I do want to say, the Doctors for Drug Policy Reform, that's the organization that I'm joining their board of directors right now. It's an organization that has been actively supporting these and other measures to expand treatment access and fight the criminalizing motto of addiction care. But it's surprising that it took two years for the scientific community in the traditional peer reviewed model, to actually put something out there. I'm just surprised that I even had the chance to. I thought there would already be a paper about it.
Emma
My hope was that your answer was going to be something about it gaining new momentum currently.
Dr. Nunes
That's something good should be hopeful about. If anything, I hope my paper helps with the momentum. It is also coming with a companion opinion editorial at Psychiatric News, where the call to action of that op-ed is, please call your representatives. This is a bipartisan problem. We all want to have those patients have better access to their treatments, because that makes our communities better for all of us. So you don't even have to know someone who has an opioid use disorder. Calling your representative and advocating for this bill to be highlighted is important. The bill passed a couple like major break points. It was referred to this to the Subcommittee on Health in the Senate, and then it passed from that. Now it's stuck in the house, waiting for it to be discussed there and then to continue the discussion in the Senate. It really helps if people share their stories and actually call the representatives, which is what I'm trying to do with these publications.
Emma
Okay, that makes sense. That is one of the questions I had planned to ask. If anybody hears this or reads this and they want to advocate, what should they do?
Dr. Nunes
Senator Ed Markey has a web page entirely dedicated to methadone stories. So if you're hearing this and you want to Google “Ed Markey methadone stories”, it's going to be the first link that's going to show up. You can call them. You can send it via mail. You can write a letter. They are collecting stories from people who directly live the experience of going through an OTP, family members of people who have that experience, and also maybe healthcare workers and people who work with those folks to share your stories of you know how limiting OTPs can be. Now, after sharing your stories with them, calling your representative, I can't stress this enough. This is a bill that has to go through all the House and the Senate and et cetera. So if you find out who the house officer is for your state and who the senator is, call those people. Let them know that you support this bill.
Emma
All right, so you said it's got bipartisan support. So who doesn't support it? Is there anybody who's against this bill?
Dr.
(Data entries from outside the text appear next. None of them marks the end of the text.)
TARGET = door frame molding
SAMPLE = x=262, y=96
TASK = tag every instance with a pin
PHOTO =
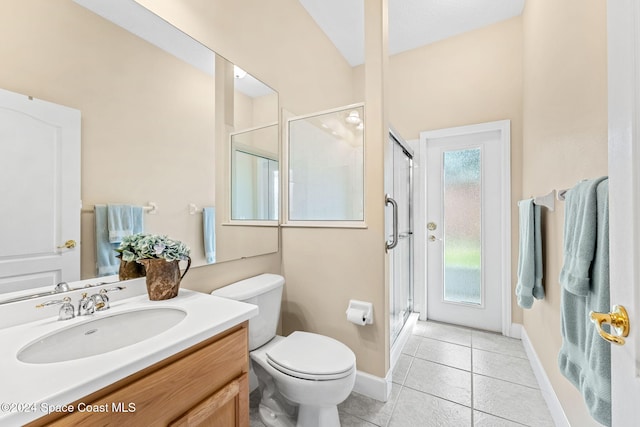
x=504, y=127
x=623, y=50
Nunes
I wish there wasn't. If there wasn't anybody, maybe this would be accepted already. So historically, there are a couple organizations that try to see addiction research and addiction policy together from a scientific perspective. Some of those organizations that come to mind are the American Academy of Addiction Psychiatry and the American Society of Addiction Medicine. For OUD, in particular, we have the American Association for the Treatment of Opioid Dependence. That's AATOD, and frequently, those associations will hold hands on many issues. The MOTA act is one particular instance in which AATOD, the American Association for Treatment of Opioid Dependence, disagrees with ASAM. Historically, the people who are a part of AATOD, they are very closely related to the opioid treatment programs, so there is significant lobbying on their end, through something called the “Program, Not a Pill” campaign. And what they argue is that the treatment for opioid use disorder is much more than just a medication. You need groups, you need supervision, you need psychotherapy, you need all sorts of things, care management. You need all sorts of things that come with it. And I agree. Treating any medical disease is not just about a medication. It's about the whole lifestyle change and infrastructure that comes with it.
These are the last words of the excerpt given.